It’s beginning to look as if one of the first returns SBC is getting from
its $16 billion acquisition of AT&T is a legal and public relations
nightmare.
The old Ma Bell, it seems, has no problem with turning over your
e-mail to the National Security Agency (NSA).
No warrant? No problem.
According to a lawsuit filed by the Electronic Frontier Foundation (EFF),
AT&T apparently didn’t blink when the NSA approached the telecom
giant in the aftermath of 9/11 for help in mounting what the EFF called a
“massive and illegal program to wiretap and data-mine Americans’
communications.”
Most of the EFF’s proof is currently under a court seal, but the key witness
in the EFF lawsuit has gone public.
“Based on my understanding of the connections and equipment at issue, it
appears the NSA is capable of conducting what amounts to vacuum-cleaner
surveillance of all the data crossing the Internet — whether that be
people’s e-mail, Web surfing or any other data,” former AT&T technician Mark
Klein said in a statement released by his lawyers.

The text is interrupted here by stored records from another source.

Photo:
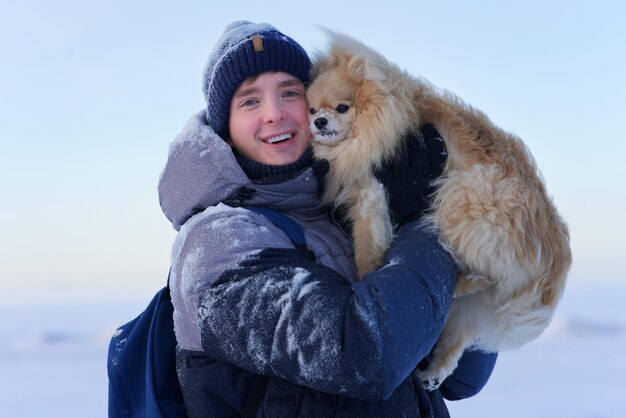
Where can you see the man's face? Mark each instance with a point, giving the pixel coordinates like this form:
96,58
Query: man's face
268,120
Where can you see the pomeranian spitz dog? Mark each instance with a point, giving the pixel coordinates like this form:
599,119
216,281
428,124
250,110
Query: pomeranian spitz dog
491,209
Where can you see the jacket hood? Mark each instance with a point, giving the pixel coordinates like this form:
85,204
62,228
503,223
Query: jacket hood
202,171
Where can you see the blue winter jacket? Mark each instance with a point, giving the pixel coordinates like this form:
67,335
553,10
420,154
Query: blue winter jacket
247,302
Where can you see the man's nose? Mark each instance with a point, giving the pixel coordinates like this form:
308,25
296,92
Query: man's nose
273,111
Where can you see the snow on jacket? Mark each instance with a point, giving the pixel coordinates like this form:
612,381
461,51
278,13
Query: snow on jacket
247,302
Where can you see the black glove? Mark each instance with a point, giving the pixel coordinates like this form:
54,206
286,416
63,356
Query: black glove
408,179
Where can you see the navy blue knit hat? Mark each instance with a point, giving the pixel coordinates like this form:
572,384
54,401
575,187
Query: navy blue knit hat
244,50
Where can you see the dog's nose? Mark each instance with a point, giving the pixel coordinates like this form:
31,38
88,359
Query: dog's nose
320,123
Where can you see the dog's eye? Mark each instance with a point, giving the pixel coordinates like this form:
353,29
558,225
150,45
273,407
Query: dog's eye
342,108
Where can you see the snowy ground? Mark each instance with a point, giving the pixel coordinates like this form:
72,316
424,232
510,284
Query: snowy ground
52,361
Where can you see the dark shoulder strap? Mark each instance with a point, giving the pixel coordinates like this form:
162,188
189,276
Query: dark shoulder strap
296,234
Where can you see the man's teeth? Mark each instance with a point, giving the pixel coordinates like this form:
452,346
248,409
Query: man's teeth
278,138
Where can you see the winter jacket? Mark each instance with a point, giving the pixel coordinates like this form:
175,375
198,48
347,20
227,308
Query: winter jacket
247,302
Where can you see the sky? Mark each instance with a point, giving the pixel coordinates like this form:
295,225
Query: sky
91,94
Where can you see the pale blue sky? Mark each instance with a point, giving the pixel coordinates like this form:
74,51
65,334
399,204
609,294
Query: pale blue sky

AT&T, according to Klein, is supplying all the data for the NSA’s data-mining activities.
Klein claims AT&T has secret rooms in company facilities in San Francisco,
San Jose, Los Angeles, San Diego and Seattle containing data-mining
equipment, made by Mountain View, Calif.-based Narus, that serves as a
“semantic traffic analyzer.”
“The Narus technology is known to be used particularly by government
intelligence agencies because of its ability to sift through large amounts
of data looking for pre-programmed targets,” Klein stated.
In his statement, Klein said his duties at AT&T included overseeing the
company’s Worldnet Internet room, where he discovered fiber optic cables
channeling e-mail to the Narus equipment.
“While doing my job, I learned that fiber optic cables from the secret room
were tapping into the Worldnet circuits by splitting off a portion of the
light signal,” Klein stated.
Klein added he has design documents that instructed technicians on how to
connect circuits to the Narus equipment.
“The circuits listed were peering links, which connect Worldnet with other
networks and hence the whole country, as well as the rest of the world,”
Klein said.
AT&T’s reaction to all this is not exactly a ringing denial. Admitting
nothing, AT&T went to court earlier this week to argue that Klein’s
documents shouldn’t be used in the EFF lawsuit. And they want the docs
back.
In other words, blame the whistleblower. Beyond that, AT&T has nothing to
say.
The EFF, on the other hand, has plenty to say.
“The evidence that we are filing supports our claim that AT&T is diverting
Internet traffic into the hands of the NSA wholesale in violation of
federal wiretapping laws and the Fourth Amendment,” EFF staff attorney Kevin
Bankston said earlier this month.
“More than just threatening individuals’ privacy, AT&T’s apparent choice to
give the government secret, direct access to millions of ordinary Americans’
Internet communications is a threat to the Constitution itself. We are
asking the court to put a stop to it now.”
In addition to Klein’s statements and documents, the EFF evidence of AT&T’s
“dragnet surveillance of its networks” includes expert testimony by J. Scott
Marcus, who served as an Internet technology senior advisor for the Federal
Communications Commission (FCC) from 2001 to 2005.
“The public deserves to know about AT&T’s illegal program,” said EFF Legal
Director Cindy Cohn. “In an abundance of caution, we are providing AT&T with
an opportunity to explain itself before this material goes on the public
docket, but we believe that justice will ultimately require full
disclosure.”
If that happens, SBC may well be second-guessing its decision to adopt the
AT&T name.
“AT&T is a name with a proud
heritage known and respected around the globe,” SBC said when it changed names.
If the courts prove that AT&T facilitated massive domestic spying, that respect
is going to take a hit. And it should.